I am working on a project where we need to download two same large blobs (one 780 MBs other 40 MBs) at multiple worker roles. With increasing number of worker roles this process keeps slowing down. The maximum time (from start at some processor to end at all processors) looks like the following:
#workers File Handling Time 1 265.00 2 311.00 4 633.00 8 632.00 16 737.00 32 835.00 64 910.00 94 1134.00
I understand that this problem is not Azure specific as reading from Hard disk is a bottleneck here. I was just wondering if there is anything that can be done here. Thanks for your responses in advance.
- แก้ไขโดย dinwal_pdc_guy 5 ตุลาคม 2554 14:10
Hi, just to close this thread, there are a number of factors that may have played a part in this, and we wanted to post them here.
VM size: http://blogs.msdn.com/b/avkashchauhan/archive/2011/01/30/windows-azure-network-io-capability-for-each-vm-size.aspx
In the case of an xl vm you have the entire machine’s NIC available to you, in the case of a small medium etc, you are collocated with other vms and must share the nic. Meaning that using one small instance has a maximum theoretical throughput of 12.5 MB / s. If the workers are homogeneous (i.e. performing the same work load) we would recommend using a xl vm with multiple threads for concurrency. This could also help solve the issue of hitting the maximum throughput per blob partition by having the blob downloaded 8x less times.
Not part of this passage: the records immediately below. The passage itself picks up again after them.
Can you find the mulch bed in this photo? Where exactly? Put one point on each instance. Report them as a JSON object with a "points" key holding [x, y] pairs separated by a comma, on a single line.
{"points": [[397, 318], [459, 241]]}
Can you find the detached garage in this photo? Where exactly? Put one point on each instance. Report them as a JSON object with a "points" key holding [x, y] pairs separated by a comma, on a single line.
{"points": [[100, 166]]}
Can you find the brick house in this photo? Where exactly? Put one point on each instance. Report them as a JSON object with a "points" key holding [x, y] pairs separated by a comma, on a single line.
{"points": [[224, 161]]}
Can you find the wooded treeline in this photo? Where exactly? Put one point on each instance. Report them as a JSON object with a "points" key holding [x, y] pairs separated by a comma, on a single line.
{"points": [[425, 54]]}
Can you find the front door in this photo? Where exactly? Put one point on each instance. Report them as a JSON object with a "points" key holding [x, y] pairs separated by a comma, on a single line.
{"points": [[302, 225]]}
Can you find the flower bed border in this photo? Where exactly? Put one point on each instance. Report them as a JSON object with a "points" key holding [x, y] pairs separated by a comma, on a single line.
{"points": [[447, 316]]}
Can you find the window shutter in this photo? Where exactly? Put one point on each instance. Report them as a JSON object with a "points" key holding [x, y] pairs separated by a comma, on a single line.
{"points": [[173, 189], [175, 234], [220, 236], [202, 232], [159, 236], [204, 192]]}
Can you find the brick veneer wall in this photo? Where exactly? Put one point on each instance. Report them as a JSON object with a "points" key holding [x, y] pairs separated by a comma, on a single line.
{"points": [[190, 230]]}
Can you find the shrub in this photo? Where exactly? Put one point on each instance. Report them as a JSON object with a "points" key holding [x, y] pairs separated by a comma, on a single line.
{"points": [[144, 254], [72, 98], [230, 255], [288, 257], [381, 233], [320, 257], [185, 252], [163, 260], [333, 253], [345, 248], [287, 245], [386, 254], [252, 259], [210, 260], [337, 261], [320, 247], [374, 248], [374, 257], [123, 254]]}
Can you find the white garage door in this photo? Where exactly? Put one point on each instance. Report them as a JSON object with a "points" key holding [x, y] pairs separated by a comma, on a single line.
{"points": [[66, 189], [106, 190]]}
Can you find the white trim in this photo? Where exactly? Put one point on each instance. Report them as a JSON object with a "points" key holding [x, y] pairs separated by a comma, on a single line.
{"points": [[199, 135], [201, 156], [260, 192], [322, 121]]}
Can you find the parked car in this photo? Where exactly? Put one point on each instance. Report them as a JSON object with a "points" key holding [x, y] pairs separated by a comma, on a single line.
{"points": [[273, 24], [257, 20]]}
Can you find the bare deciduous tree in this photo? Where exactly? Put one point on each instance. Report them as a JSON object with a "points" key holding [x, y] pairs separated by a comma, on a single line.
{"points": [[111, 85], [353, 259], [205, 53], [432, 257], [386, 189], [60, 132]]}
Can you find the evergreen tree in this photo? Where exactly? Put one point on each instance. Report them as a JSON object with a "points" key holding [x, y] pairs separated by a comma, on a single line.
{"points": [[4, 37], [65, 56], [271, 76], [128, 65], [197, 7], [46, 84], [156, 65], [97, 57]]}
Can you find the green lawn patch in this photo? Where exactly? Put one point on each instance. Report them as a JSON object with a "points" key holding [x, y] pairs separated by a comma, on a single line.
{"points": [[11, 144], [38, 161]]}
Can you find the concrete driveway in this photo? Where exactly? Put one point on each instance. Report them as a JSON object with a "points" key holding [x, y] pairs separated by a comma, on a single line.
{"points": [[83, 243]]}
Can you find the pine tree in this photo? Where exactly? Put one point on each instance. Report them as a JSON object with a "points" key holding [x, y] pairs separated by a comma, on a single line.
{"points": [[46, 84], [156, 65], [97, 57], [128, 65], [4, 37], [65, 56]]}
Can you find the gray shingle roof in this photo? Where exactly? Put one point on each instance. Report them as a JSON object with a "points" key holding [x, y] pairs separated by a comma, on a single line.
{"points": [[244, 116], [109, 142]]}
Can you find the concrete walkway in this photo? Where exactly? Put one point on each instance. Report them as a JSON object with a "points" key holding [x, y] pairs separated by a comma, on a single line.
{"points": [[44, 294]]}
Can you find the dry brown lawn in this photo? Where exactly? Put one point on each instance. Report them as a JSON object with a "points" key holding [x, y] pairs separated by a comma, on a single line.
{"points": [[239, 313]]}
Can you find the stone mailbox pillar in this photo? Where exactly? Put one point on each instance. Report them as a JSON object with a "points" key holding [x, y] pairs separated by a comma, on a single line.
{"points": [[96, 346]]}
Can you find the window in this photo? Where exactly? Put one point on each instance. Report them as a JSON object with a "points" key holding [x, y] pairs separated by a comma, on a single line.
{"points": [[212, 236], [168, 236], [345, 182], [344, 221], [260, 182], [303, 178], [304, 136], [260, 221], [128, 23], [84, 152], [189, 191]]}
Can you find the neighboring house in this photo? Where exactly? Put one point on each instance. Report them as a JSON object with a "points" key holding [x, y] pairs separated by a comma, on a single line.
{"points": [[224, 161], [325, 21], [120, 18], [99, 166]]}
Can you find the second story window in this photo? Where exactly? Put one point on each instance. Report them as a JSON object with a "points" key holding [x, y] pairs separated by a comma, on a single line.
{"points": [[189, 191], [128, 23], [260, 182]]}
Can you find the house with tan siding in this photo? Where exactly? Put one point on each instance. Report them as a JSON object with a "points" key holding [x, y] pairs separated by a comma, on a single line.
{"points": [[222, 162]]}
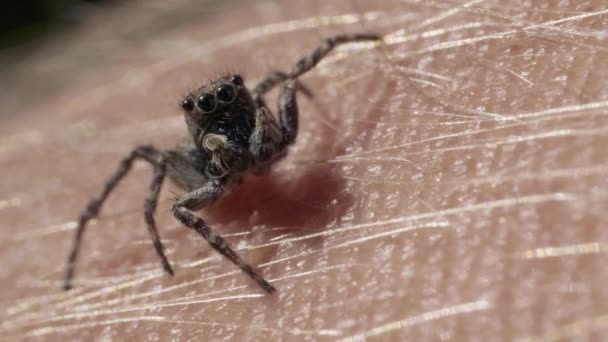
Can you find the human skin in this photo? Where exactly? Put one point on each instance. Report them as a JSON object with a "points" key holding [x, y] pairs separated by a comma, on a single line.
{"points": [[449, 183]]}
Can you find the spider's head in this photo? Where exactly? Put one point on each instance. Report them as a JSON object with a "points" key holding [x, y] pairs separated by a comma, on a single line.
{"points": [[221, 107]]}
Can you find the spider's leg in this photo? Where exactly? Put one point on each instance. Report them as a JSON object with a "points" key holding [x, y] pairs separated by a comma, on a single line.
{"points": [[272, 80], [156, 159], [202, 197], [149, 209], [288, 112], [326, 46], [267, 137]]}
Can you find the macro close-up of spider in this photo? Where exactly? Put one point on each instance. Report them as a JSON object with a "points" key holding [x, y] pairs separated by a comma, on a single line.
{"points": [[340, 170], [233, 132]]}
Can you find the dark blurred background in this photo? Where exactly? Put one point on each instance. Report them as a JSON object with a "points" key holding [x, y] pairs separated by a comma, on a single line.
{"points": [[22, 22], [47, 44]]}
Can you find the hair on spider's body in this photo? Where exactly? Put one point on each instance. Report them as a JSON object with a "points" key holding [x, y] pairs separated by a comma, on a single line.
{"points": [[232, 132]]}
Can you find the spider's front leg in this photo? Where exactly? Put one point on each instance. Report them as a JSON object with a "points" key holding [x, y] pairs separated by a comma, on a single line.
{"points": [[203, 197], [158, 161]]}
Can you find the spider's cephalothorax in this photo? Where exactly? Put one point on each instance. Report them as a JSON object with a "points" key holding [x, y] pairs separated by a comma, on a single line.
{"points": [[232, 131]]}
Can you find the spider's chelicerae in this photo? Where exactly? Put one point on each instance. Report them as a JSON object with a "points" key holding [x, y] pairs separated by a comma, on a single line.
{"points": [[233, 132]]}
Blob read stream begins by fetching a list of blocks and issuing subsequent downloads correlating to each block size (4mb by default). This has some overhead as you must issue the getBlock list and the turnaround for multiple requests subsequently. Also, whenever possible use the concrete type method GetBlockBlobReference to prevent added latencies from internal calls to fetchAttributes to determine the blob type.
Co-locate your data:
When a compute instance is co-located with the storage account (in the same data center, e.g. North Central US) the transactions happen over the internal Network which is both free (bandwidth – you still pay for transactions) and much higher performance. We always recommend making sure the compute and storage are in the same location.
Stagger Requests to a single partition:
A Blob partition is its canonical name([accountname][containername][blobname]). So issuing several concurrent requests to the exact same blob may exceed the partition target of 60 MB/s. If you need to scale faster (more concurrent reads) consider temporarily issuing a few copyblob operations and duplicating the blob during startup and then cleaning it up later.
I have tryed to download files from 1 thread until 24 of threads on all kind of instances. I have tryed all kind of files in size from 2kb until 25MB. This is the result for an 11 MB file. I don't understand why I see these drops (thread #8, LargeInstanceTime)... and before that the download time is a lot less. Are the files cached in the blobstore by the infrastructure somehow? Or is there another explanation?
Hi, sorry for the delay in response.
It's interesting that you see that spike for your large-instance test but no other test. A couple questions:
1) How many requests per second were you making? Remember that as you use more threads, your transaction count will increase. Please let us know rate per instance, and how many instances you were running. If your rate is too high, you may be reaching the scalability target for requests/second for a blob(discussed in "Windows Azure Storage Abstractions and their Scalability Targets"), especially if you had many requests to a single blob, as that could reach the scalability target of requests on that single partition. You may consider duplicating your blob and making requests to different copies of it if you plan on accessing the same blob from multiple machines.
2) For 11MB files, I wouldn't expect to see great improvement past a few threads - we normally recommend using a 4MB request size when in the same data center, so using more than 3 threads wouldn't likely see much improvement (and I see in your tests that it doesn't).
Let me know what your request rate is and we can continue to try to determine the issue from there.